Inequality also manifests itself in the form of wage gaps between men and women and across racial and ethnic groups. Although unemployment initially increased more among women – to 14.1% in the second quarter of 2020 compared with 12.1% among men – it has fallen more quickly since, according to government estimates. The difference in the unemployment rate for women (5.7%) and men (6.1%) in the second quarter of 2021 is relatively small, as was the case before the pandemic. Likewise, there was virtually no movement in the gender wage gap, with employed women earning 83.3% as much as employed men at the median in the second quarter of 2021, about the same as in 2019. Indeed, the gender wage gap has held steady at this level since about 2005.
The earnings of employed Black and Hispanic workers relative to the earnings of employed White workers have also changed little during the pandemic. In the second quarter of 2021, Black workers earned 74.9% as much as White workers at the median, compared with 76.3% in the second quarter of 2019. For Hispanic workers, this ratio edged up from 69.8% to 72.8% over the same period.
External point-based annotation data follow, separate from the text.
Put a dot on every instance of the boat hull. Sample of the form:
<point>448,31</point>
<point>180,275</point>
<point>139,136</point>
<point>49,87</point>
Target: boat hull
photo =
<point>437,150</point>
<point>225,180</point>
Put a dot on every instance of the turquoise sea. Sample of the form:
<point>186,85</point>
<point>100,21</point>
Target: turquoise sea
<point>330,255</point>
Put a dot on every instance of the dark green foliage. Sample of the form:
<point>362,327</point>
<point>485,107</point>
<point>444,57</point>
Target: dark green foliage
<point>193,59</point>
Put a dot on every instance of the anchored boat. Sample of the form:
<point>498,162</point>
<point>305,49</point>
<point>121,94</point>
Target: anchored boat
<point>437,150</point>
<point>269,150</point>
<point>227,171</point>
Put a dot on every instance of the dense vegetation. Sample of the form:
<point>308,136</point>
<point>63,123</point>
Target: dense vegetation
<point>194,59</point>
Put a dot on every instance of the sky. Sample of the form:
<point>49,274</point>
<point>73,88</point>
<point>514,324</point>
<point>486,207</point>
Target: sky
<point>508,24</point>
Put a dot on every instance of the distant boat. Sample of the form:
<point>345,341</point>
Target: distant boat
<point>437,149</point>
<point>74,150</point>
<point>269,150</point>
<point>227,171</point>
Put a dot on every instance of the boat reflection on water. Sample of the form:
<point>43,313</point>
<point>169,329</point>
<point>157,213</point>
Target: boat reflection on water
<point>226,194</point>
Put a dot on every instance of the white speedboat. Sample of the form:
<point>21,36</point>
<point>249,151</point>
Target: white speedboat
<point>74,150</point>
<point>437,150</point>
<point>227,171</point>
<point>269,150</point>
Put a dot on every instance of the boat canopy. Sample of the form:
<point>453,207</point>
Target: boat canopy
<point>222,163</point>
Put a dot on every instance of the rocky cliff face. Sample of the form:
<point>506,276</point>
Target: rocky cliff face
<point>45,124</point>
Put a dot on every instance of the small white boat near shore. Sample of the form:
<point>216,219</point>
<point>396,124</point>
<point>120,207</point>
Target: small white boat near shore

The most notable change was among Asian American workers, who have historically earned more at the median than other racial and ethnic groups. In the second quarter of 2019, employed Asian workers earned 115.1% as much as employed White workers. This ratio jumped to 130.0% in the second quarter of 2020 and has since remained at about that level.
But the changes in relative earnings, especially for Asian workers, need to be viewed with caution. In the second quarter of 2021, the unemployment rate among U.S. Asian workers was 5.6%, more than double its level of 2.3% in the second quarter of 2019. The proportional increase in the unemployment rate – or in the number unemployed – for other racial and ethnic groups has been much less. This suggests that the composition of employed Asian workers may still lean more towards higher-wage workers than the composition of other employed workers.
Moreover, the median wage of Asian workers may be affected more than the median for other workers by the shift in who is employed. That is because the income ladder among Asian Americans is the steepest, with wide gaps in income among origin groups and more income inequality than among other groups. Since job losses by lower-wage workers essentially push the median wage up the earnings ladder, the group with the steepest ladder – Asian workers – is likely to have seen the biggest increase.
If the unemployed are included in the analysis, the estimated increase in the earnings of Asian workers relative to the earnings of White workers from 2019 to 2021 is cut in half. Instead of increasing by 14 percentage points – from 115.1 in 2019 to 129.0 in 2021 – the increase with unemployed workers included is 7 points. But including the unemployed has no effect on the estimated change in the earnings of Black and Hispanic workers relative to the earnings of White workers.